7. Also the in vitro synthesis method appears as a quite young field and the authors are not reflecting the history of the field, e.g the identification and development of cell free synthesis, membrane protein reconstitution (Nirenberg and Matthei et al.  Swartz et al., Ueda et al....) in spherical lipid systems, and, in tethered planar lipid membranes, e.g. Robelek et al. and (spherical) polymeric membranes, e.g. Discher et al, May, et al.

We thank the reviewer for this comment. In vitro protein synthesis indeed has been established since the early days of biochemistry. Their use in conjunction with model membranes, including in the context of synthetic cells, is a more recent focus of the field. We have now cited several suggested articles in the manuscript.

8. The following chapters appears as a list without reasoning the connection of the methods to the main topic: membrane interaction. It would be helpful, if advantages/disadvantages of the listed methods towards the major topic, membrane interaction, would be guiding the reader through this review article. 

We thank the reviewer for the comment. We have modified the title of the manuscript to emphasize membrane-membrane interactions, realizing that membrane interaction may have given the wrong impression of our review.

We have discussed the disadvantages and advantages of methods/studies throughout the manuscript. Without specific examples provided by the reviewer, we are unsure where exactly changes are needed.

We have added a few sentences in different sections to make a connection with sub-headings and methods described in the review.

Page 2, line 91:

BLM is most useful for probing the biophysical properties of channels. For example, if a membrane protein has a conformational change that induces downstream effects, such effects will be difficult to detect in a BLM setup. Hence, utilizing this platform is mostly beneficial when studying the selectivity, conductivity, and drug pharmacology properties of reconstituted proteins.

Page 4, line 148:

Due to the defined compartmentalization in this method, DIBs have been used to recapitulate communication pathways and feedback cascades mediated by membrane proteins and porins. The ability to visualize diffusion of fluorescent molecules across droplets as well as to record electrical currents between droplets makes DIBs ideally suited for studying protein-mediated interactions between droplet-in-oil synthetic cells. The downside, however, is that the outer organic phase does not resemble the aqueous solutions in a natural environment and an oil-water interface may result in protein denaturation.

Page 6, line 231:

The majority of interactions that membranous structures have with either each other or their external environment are mediated by membrane proteins. Using synthetic cells as model membranes for studying membrane-membrane interaction is not possible unless their membrane is decorated with functional proteins that allow interactions with outer environment.

Page 11, line 428:

Membrane proteins such as GPCRs are the critical in signaling cascades for cells to respond to changes in their environment. The advances in membrane protein reconstitution methods described earlier have led to significant progress in reconstituting intercellular communication among synthetic cells.

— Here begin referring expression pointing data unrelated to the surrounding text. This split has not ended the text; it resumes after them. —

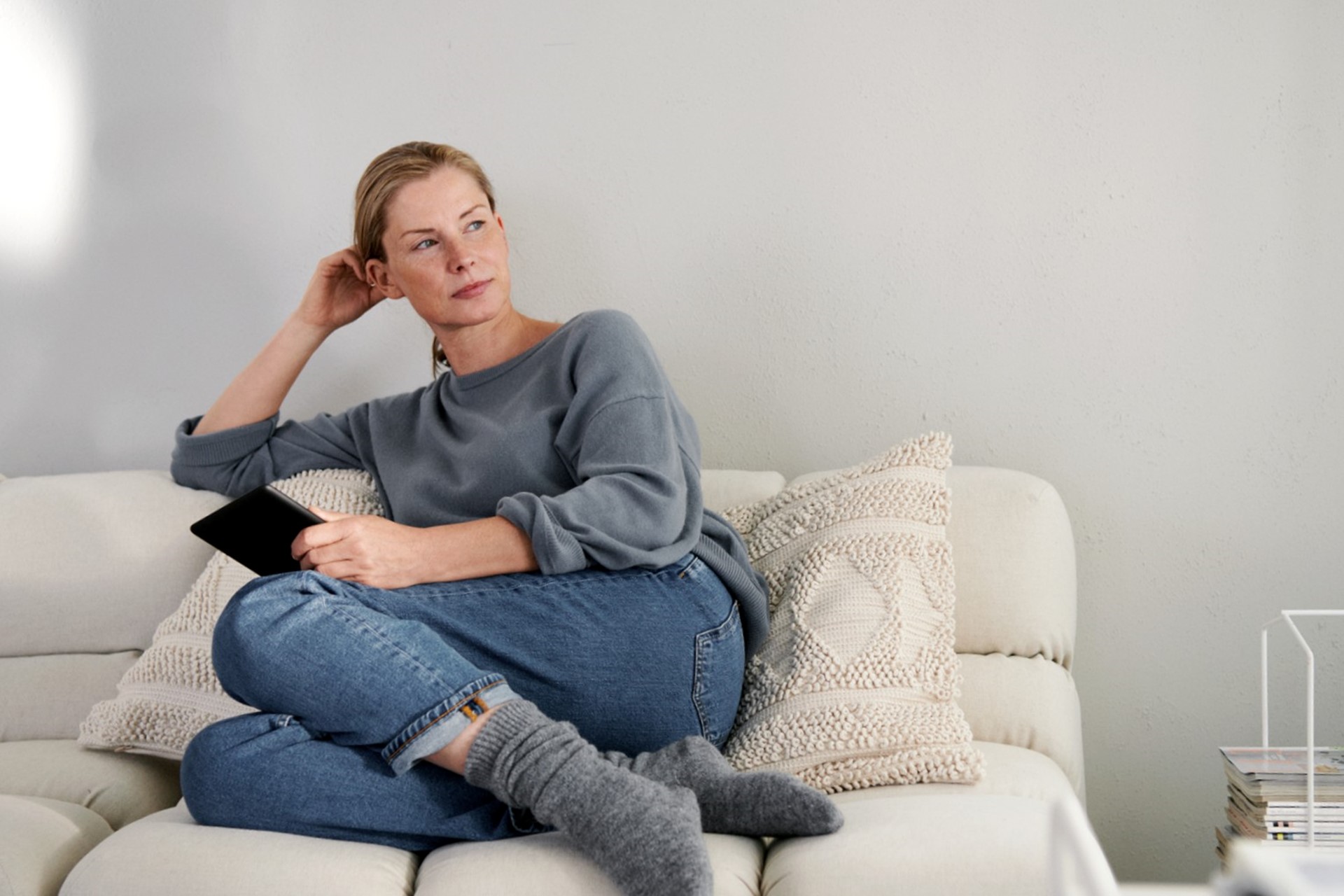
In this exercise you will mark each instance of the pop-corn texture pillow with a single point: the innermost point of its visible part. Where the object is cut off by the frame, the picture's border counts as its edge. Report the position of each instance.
(857, 682)
(171, 692)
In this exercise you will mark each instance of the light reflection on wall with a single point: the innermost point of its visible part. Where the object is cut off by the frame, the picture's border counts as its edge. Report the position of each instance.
(43, 152)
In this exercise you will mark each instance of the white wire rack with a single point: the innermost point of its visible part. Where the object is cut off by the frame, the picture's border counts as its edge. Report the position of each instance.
(1288, 618)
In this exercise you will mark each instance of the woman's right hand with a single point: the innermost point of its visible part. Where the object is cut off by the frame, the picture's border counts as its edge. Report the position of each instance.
(337, 293)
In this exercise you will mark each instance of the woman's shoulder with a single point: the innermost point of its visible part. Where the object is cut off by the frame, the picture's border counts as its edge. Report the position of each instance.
(608, 332)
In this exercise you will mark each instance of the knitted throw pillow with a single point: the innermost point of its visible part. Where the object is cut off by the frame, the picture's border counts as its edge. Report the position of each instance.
(171, 692)
(857, 682)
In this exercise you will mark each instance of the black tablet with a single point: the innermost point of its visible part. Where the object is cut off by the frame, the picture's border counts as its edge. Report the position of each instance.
(257, 530)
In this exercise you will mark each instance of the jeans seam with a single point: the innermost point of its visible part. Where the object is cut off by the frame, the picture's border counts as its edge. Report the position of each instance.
(441, 716)
(704, 641)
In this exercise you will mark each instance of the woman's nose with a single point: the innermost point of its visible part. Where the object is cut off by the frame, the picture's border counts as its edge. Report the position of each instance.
(457, 255)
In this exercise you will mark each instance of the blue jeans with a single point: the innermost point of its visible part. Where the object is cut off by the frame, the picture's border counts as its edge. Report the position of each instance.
(355, 685)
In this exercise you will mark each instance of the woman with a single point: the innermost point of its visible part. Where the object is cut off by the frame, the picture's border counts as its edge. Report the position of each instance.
(546, 578)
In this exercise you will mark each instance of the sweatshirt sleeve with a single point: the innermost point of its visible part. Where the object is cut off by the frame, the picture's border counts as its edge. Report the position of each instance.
(635, 457)
(245, 457)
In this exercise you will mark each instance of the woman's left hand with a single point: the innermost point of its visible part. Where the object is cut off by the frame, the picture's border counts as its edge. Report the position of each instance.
(369, 550)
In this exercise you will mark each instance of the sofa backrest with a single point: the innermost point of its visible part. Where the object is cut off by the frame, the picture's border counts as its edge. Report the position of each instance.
(89, 564)
(1016, 613)
(1016, 592)
(92, 564)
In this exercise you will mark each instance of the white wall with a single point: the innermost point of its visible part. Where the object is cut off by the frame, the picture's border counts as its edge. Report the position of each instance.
(1093, 241)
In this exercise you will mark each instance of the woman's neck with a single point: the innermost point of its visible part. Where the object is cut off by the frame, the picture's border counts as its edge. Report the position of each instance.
(484, 346)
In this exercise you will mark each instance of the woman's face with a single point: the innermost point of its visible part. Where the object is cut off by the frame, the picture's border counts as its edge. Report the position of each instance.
(447, 251)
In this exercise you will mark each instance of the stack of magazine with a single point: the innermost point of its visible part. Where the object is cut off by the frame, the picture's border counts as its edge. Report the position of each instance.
(1266, 796)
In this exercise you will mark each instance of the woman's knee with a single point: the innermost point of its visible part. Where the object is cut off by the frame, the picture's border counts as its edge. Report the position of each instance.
(248, 630)
(216, 767)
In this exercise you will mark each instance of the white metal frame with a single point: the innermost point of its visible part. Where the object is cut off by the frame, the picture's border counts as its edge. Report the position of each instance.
(1287, 617)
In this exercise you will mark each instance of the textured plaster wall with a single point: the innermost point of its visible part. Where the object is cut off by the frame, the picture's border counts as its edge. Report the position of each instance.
(1098, 242)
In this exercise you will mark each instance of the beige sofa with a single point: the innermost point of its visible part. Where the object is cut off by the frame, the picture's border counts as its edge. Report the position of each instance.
(90, 564)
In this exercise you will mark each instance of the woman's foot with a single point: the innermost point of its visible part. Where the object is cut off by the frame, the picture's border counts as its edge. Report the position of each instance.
(643, 833)
(755, 804)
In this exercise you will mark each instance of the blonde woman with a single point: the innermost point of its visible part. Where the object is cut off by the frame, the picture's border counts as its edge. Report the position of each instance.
(547, 630)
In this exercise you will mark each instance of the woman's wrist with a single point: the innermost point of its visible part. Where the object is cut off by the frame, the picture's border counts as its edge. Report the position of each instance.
(476, 550)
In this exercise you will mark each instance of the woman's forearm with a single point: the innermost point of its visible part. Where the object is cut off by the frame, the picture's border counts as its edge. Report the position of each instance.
(261, 387)
(476, 550)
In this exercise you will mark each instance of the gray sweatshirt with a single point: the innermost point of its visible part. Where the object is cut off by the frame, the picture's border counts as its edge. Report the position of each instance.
(578, 441)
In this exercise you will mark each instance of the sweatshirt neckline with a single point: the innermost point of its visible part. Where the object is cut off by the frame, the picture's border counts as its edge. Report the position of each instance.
(479, 378)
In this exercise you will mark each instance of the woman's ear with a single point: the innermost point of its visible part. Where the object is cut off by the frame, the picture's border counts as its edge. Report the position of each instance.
(381, 279)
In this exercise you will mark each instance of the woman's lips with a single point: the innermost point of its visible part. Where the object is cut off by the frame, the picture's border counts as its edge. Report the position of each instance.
(472, 290)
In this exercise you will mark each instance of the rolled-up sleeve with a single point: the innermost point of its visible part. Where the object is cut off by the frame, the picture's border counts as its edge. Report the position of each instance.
(241, 458)
(638, 501)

In summary, the review tackles a very interesting and upcoming field: understanding membrane interactions by use of synthetic cells - however the main body appears not related to this topic, or even misleading as the process of insertion by the ribosomal complex is not elaborated, but methodological aspects, such as the setup of BLM characterisation. In this stage, the manuscript appears superficial and unfocused. 

We thank the reviewer for recognizing this is an interesting topic and for the critique. We understand that there may be elements of the review that the reviewer may disagree with. However, we have a particular focus that we wish to bring out and believe we have done that in the present text. The take home message is to highlight the use of synthetic cells as a model system for studying membrane-membrane interaction.

Author Response File: Author Response.pdf

Round 2

Reviewer 2 Report

The authors have reworked the review article at some crucial points, it is a comprehensive and well structured review article about this very relevant and emerging field.